1
0
mirror of https://github.com/timescale/timescaledb.git synced 2025-05-26 08:41:09 +08:00

268 Commits

Author SHA1 Message Date
Brian Rowe
aeac52aef6 Rename telemetry_metadata table to just metadata
This change renames the _timescale_catalog.telemetry_metadata to
_timescale_catalog.metadata.  It also adds a new boolean column to this
table which is used to flag data which should be included in telemetry.

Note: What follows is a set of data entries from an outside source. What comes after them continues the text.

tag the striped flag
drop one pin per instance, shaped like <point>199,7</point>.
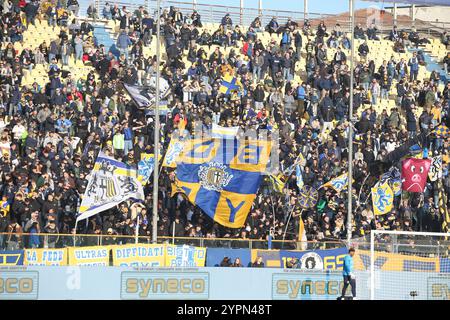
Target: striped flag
<point>229,84</point>
<point>277,183</point>
<point>302,235</point>
<point>298,174</point>
<point>339,183</point>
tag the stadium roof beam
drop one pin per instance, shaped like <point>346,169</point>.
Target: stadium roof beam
<point>414,2</point>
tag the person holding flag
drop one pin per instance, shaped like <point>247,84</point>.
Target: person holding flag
<point>348,273</point>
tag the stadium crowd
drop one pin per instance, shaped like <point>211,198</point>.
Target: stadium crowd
<point>51,133</point>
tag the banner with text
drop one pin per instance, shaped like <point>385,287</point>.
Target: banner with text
<point>214,256</point>
<point>89,256</point>
<point>139,255</point>
<point>11,258</point>
<point>185,256</point>
<point>331,259</point>
<point>46,257</point>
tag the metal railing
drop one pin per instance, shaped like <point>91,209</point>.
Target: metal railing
<point>213,13</point>
<point>15,241</point>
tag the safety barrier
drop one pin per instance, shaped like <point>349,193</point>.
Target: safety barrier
<point>214,13</point>
<point>13,241</point>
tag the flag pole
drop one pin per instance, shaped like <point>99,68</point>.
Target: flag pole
<point>156,151</point>
<point>350,127</point>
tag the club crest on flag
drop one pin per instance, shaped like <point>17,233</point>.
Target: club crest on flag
<point>174,150</point>
<point>307,197</point>
<point>338,183</point>
<point>145,167</point>
<point>110,183</point>
<point>214,176</point>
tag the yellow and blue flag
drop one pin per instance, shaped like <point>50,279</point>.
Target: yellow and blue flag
<point>298,174</point>
<point>222,176</point>
<point>277,183</point>
<point>230,84</point>
<point>219,132</point>
<point>442,131</point>
<point>382,198</point>
<point>146,166</point>
<point>339,183</point>
<point>173,152</point>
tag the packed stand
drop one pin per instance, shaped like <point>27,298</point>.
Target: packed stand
<point>53,130</point>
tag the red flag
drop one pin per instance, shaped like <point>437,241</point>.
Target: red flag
<point>414,174</point>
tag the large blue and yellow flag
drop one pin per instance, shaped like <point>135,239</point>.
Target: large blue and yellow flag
<point>382,198</point>
<point>338,183</point>
<point>222,176</point>
<point>229,84</point>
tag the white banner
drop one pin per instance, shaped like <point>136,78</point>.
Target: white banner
<point>110,183</point>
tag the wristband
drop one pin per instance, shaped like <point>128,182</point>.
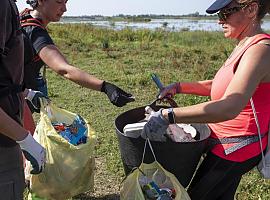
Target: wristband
<point>171,116</point>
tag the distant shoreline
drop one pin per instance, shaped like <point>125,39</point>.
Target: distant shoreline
<point>194,16</point>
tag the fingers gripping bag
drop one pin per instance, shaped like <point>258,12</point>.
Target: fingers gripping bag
<point>152,181</point>
<point>69,168</point>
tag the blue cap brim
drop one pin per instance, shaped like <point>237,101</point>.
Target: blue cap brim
<point>217,5</point>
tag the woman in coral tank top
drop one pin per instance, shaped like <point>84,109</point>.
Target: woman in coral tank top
<point>245,74</point>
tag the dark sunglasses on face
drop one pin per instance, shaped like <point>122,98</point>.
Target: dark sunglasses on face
<point>225,13</point>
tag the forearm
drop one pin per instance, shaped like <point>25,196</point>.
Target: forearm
<point>208,112</point>
<point>202,88</point>
<point>11,128</point>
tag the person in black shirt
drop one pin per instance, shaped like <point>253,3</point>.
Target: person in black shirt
<point>42,51</point>
<point>13,137</point>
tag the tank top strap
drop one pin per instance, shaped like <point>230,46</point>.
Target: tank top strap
<point>235,59</point>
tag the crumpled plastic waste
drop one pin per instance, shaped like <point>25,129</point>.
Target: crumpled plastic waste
<point>158,188</point>
<point>75,133</point>
<point>176,132</point>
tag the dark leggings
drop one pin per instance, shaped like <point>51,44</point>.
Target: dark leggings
<point>218,179</point>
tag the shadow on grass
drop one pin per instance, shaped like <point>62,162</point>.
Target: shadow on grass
<point>105,197</point>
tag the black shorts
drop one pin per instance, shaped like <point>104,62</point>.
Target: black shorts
<point>218,179</point>
<point>12,182</point>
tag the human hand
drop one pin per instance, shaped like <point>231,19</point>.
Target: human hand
<point>34,153</point>
<point>33,101</point>
<point>117,96</point>
<point>156,127</point>
<point>170,90</point>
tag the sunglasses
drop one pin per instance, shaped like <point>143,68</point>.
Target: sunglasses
<point>225,13</point>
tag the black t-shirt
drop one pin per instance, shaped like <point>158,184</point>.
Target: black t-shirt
<point>36,38</point>
<point>11,62</point>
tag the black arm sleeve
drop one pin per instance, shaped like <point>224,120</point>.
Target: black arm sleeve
<point>39,38</point>
<point>5,24</point>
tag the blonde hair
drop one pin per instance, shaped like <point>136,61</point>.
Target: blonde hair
<point>264,6</point>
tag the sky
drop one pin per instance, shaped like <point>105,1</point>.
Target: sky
<point>131,7</point>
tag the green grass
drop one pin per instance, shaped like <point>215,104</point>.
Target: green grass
<point>127,58</point>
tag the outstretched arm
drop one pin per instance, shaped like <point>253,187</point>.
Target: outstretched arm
<point>202,88</point>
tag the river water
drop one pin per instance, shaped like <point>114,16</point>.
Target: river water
<point>169,24</point>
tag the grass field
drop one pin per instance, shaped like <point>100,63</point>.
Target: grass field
<point>127,58</point>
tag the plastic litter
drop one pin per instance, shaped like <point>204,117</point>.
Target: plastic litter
<point>75,133</point>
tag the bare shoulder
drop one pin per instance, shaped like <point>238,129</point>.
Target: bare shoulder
<point>257,59</point>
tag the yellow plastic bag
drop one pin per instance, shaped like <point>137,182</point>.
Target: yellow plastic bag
<point>69,169</point>
<point>131,187</point>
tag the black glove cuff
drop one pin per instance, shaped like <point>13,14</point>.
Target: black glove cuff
<point>103,87</point>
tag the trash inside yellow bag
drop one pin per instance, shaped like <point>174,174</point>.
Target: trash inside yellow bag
<point>151,175</point>
<point>69,169</point>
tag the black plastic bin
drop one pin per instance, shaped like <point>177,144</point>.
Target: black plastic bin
<point>181,159</point>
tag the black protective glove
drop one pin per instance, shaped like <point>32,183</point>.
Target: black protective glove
<point>32,100</point>
<point>117,96</point>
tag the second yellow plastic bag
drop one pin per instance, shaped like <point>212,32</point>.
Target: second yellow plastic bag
<point>69,169</point>
<point>131,187</point>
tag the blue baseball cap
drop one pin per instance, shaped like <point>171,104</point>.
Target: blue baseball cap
<point>217,5</point>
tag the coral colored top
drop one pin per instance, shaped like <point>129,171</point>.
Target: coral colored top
<point>244,124</point>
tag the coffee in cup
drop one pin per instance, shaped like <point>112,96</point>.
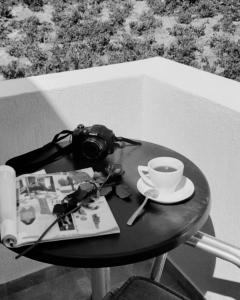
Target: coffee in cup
<point>163,173</point>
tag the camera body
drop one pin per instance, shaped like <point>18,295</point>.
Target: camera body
<point>93,142</point>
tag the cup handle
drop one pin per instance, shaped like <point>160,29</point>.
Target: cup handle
<point>143,172</point>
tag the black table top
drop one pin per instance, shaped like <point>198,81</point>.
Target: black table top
<point>161,228</point>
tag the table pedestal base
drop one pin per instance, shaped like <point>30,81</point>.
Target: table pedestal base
<point>100,279</point>
<point>157,267</point>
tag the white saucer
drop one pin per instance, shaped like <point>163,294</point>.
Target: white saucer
<point>183,191</point>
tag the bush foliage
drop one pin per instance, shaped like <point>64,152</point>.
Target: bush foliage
<point>85,33</point>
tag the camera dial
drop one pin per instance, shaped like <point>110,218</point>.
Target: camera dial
<point>93,148</point>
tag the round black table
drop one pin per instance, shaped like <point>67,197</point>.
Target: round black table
<point>161,228</point>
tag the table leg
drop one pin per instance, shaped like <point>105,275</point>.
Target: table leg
<point>157,267</point>
<point>100,279</point>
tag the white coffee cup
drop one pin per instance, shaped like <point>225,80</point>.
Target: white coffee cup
<point>163,173</point>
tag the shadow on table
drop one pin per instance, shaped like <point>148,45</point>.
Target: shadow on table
<point>200,266</point>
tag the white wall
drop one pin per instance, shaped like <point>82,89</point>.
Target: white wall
<point>209,134</point>
<point>190,111</point>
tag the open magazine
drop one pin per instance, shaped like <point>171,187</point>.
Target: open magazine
<point>26,205</point>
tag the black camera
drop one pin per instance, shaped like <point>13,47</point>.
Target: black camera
<point>95,142</point>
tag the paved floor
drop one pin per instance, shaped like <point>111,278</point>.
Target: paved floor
<point>75,283</point>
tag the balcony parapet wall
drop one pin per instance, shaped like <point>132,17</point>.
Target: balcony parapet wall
<point>191,111</point>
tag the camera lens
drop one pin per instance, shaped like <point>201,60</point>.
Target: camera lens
<point>92,148</point>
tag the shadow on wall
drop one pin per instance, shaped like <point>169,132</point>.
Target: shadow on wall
<point>199,266</point>
<point>27,121</point>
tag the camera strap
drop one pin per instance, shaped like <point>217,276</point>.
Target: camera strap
<point>36,159</point>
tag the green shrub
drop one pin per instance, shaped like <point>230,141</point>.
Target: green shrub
<point>13,70</point>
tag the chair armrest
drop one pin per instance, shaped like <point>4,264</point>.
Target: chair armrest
<point>216,247</point>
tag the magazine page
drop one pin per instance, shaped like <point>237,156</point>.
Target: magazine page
<point>8,205</point>
<point>36,197</point>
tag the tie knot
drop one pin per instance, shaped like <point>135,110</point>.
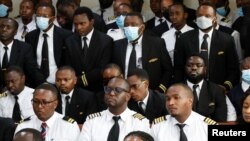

It also renamed the src/telemetry/metadata.{h,c} files to
src/telemetry/telemetry_metadata.{h,c} and updated the API to reflect
this.  Finally it also includes the logic to use the new boolean column
when populating the telemetry parse state.
2019-05-17 17:04:42 -07:00
Sven Klemm
bfabb30be0 Release 1.3.0 2019-05-07 02:47:13 +02:00
Joshua Lockerman
899cd0538d Allow scheduled drop_chunks to cascade to aggs
This commit adds a cascade_to_materializations flag to the scheduled
version of drop_chunks that behaves much like the one from manual
drop_chunks: if a hypertable that has a continuous aggregate tries to
drop chunks, and this flag is not set, the chunks will not be dropped.
2019-04-30 15:46:49 -04:00
Joshua Lockerman
ae3480c2cb Fix continuous_aggs info
This commit switches the remaining JOIN in the continuous_aggs_stats
view to LEFT JOIN. This way we'll still see info from the other columns
even when the background worker has not run yet.
This commit also switches the time fields to output text in the correct
format for the underlying time type.
2019-04-26 13:08:00 -04:00
gayyappan
b8f9b91e60 Add user view query definition for cont aggs
Add the query definition to
timescaledb_information.continuous_aggregates.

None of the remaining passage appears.